Scoring Pipeline Deployment in C++ Runtime

Machine Learning Model Deployment is the process of making your model available in production environments, so it can be used to make predictions for other software systems. Before model deployment, feature engineering occurs in the form of preparing data that will later be used to train a model. Driverless AI Automatic Machine Learning (AutoML) combines the best feature engineering and one or more machine learning models into a scoring pipeline. The scoring pipeline is used to score or predict data when given new test data. The scoring pipeline comes in two flavors.

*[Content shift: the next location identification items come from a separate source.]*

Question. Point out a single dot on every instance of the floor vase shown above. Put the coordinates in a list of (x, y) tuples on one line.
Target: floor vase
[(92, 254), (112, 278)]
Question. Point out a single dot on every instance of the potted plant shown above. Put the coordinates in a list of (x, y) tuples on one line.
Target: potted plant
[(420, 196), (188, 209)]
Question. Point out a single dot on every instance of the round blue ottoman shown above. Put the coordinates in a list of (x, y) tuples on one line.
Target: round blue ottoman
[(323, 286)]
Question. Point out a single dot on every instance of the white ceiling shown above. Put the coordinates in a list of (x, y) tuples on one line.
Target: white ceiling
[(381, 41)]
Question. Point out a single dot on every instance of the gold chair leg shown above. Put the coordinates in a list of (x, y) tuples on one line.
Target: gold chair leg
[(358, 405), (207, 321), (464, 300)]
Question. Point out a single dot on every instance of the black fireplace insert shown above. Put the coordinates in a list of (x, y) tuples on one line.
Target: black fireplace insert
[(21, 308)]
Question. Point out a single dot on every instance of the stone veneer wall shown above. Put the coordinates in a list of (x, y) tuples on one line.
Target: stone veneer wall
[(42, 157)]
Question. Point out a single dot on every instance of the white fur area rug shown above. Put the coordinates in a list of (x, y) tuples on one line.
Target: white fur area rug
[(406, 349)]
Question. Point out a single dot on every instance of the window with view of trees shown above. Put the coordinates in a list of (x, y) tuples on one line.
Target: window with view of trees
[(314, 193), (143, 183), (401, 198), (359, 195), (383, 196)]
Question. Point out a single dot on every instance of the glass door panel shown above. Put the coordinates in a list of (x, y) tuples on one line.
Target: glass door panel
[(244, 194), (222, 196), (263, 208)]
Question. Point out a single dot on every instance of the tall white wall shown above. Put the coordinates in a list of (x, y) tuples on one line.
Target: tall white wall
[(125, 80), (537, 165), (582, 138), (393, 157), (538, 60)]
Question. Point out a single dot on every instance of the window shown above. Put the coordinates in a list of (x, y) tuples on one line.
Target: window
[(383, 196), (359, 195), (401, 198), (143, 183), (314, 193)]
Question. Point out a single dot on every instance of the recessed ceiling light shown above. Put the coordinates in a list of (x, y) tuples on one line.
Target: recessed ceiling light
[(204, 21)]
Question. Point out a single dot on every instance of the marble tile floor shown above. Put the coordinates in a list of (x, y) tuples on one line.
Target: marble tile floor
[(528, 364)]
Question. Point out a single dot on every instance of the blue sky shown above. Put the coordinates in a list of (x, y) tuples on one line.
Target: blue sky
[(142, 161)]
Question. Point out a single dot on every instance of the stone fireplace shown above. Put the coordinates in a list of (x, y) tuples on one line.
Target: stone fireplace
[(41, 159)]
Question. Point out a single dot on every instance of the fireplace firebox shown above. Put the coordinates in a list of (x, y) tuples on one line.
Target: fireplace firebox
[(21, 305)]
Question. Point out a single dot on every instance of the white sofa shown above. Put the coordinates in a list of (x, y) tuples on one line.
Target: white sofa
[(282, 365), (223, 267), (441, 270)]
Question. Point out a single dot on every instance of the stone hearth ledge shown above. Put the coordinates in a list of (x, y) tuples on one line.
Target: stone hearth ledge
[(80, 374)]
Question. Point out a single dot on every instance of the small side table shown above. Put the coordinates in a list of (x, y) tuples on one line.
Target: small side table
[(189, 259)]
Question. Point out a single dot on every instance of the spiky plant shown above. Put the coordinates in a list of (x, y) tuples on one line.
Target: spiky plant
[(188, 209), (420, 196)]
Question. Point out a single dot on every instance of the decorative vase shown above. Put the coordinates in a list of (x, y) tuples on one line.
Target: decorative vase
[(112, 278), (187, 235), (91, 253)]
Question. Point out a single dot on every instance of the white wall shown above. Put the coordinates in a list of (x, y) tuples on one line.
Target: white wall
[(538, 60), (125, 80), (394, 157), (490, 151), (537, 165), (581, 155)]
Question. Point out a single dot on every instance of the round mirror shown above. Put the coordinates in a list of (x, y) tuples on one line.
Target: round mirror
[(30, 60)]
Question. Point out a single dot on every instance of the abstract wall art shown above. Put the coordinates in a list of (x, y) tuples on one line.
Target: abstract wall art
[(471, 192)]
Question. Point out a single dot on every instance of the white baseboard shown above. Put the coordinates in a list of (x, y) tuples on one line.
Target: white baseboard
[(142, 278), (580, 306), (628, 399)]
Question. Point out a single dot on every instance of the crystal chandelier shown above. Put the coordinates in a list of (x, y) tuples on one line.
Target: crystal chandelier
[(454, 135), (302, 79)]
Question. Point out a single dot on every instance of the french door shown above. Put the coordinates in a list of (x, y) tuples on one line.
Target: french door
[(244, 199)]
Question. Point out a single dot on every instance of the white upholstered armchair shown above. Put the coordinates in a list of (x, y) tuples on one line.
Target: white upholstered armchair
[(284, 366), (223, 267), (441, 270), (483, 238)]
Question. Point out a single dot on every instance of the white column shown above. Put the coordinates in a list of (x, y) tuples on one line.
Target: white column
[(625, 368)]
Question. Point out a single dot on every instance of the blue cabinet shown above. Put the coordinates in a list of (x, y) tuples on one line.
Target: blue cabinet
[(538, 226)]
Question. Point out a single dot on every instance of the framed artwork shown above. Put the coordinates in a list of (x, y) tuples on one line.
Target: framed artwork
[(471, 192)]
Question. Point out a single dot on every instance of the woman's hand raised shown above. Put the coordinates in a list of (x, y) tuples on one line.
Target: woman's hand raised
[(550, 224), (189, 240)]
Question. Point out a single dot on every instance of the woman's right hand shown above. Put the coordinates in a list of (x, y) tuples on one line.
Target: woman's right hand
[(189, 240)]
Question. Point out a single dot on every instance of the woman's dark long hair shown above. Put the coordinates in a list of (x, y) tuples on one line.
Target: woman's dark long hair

The first scoring pipeline is a Model Object, Optimized(MOJO) Scoring Pipeline, a standalone, low-latency model object designed to be easily embeddable in production environments. The second scoring pipeline is a Python Scoring Pipeline, which has a heavy footprint that is all Python and uses the latest libraries of Driverless AI to allow for executing custom scoring recipes.

For this self-paced course, we will continue making use of the prebuilt experiment: Model_deployment_HydraulicSystem. The Driverless AI experiment is a classifier model that classifies whether the cooling condition of a Hydraulic System Test Rig is 3, 20, or 100. By looking at the cooling condition, we can predict whether the Hydraulic Cooler operates close to total failure, reduced efficiency, or full efficiency.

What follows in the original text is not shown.